Responsibility Details
Cluster discovery Clients and servers connect using coordinator addresses
Leader election Elect the Cluster Controller
Configuration storage Store minimal cluster metadata

Coordinator Placement

For production, deploy an odd number of coordinators (3 or 5) across failure domains. A majority must be available for the cluster to operate.

Cluster Controller

The Cluster Controller is a singleton process elected by the coordinators. It's the central orchestrator for the cluster: Source

  • Detects process failures
  • Recruits processes into roles
  • Distributes cluster configuration

Master

The Master coordinates the transaction system's lifecycle: Source

  • Provides commit versions to proxies
  • Monitors transaction system health
  • Triggers recovery when components fail

The master, proxies, resolvers, and transaction logs form a generation. If any component fails, the entire generation is replaced through a recovery process.
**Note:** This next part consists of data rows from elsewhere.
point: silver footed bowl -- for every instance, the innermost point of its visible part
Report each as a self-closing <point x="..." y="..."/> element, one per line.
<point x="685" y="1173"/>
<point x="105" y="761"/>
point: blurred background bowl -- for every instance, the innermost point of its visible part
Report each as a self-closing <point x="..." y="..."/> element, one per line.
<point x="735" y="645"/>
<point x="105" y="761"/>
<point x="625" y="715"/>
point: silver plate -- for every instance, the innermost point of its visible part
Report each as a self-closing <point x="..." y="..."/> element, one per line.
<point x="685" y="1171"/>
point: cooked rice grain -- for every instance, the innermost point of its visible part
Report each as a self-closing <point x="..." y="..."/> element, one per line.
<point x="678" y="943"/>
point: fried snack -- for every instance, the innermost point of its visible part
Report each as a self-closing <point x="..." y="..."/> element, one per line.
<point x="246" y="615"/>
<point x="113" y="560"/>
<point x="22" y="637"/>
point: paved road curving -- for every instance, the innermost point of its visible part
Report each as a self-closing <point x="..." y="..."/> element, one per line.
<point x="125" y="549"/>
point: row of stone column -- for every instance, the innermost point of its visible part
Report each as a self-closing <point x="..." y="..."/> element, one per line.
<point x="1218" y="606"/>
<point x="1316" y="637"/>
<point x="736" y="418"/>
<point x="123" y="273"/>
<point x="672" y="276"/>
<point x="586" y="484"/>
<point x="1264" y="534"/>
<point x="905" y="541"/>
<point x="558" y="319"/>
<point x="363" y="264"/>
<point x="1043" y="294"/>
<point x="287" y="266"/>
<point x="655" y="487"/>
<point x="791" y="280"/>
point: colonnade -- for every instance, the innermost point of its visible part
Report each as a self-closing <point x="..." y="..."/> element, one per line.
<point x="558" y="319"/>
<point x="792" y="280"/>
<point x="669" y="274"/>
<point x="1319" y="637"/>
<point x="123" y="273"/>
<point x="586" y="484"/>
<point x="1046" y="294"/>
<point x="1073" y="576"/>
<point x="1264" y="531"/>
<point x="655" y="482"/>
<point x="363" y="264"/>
GRV Proxies (Get Read Version)

Proxy Split (7.0+)

In FoundationDB 7.0, the original "Proxy" role was split into GRV Proxies and Commit Proxies. This separation reduces GRV tail latency by allowing independent scaling of read version requests.

GRV Proxies provide read versions to clients: Source

sequenceDiagram
    participant Client
    participant GRVProxy
    participant Master
    participant TLogs

    Client->>GRVProxy: Get read version
    GRVProxy->>Master: Latest committed version?
    GRVProxy->>TLogs: Are you alive?
    TLogs-->>GRVProxy: Yes
    Master-->>GRVProxy: Version 123456
    GRVProxy-->>Client: Read version: 123456

The GRV proxy:

  1. Gets the latest committed version from the master
  2. Verifies transaction logs are still responsive (prevents stale reads after recovery)
  3. Applies rate limiting from Ratekeeper

Commit Proxies

Commit Proxies handle transaction commits: Source

  1. Get a commit version from the master
  2. Send read/write conflict ranges to resolvers
  3. If no conflicts, send mutations to transaction logs
  4. Return success/failure to client

Commit proxies also maintain the key-location cache—a mapping of key ranges to storage servers that clients use to route reads.

Resolvers

Resolvers determine if transactions conflict: Source

graph LR
    subgraph "Resolver"
        History[Last 5 seconds<br/>of commits]
        Check{Conflict?}
    end

    TX[Transaction<br/>Read Set + Commit Version] --> Check
    History --> Check
    Check -->|No conflict| Commit[✓ Proceed]
    Check -->|Conflict| Abort[✗ Abort & Retry]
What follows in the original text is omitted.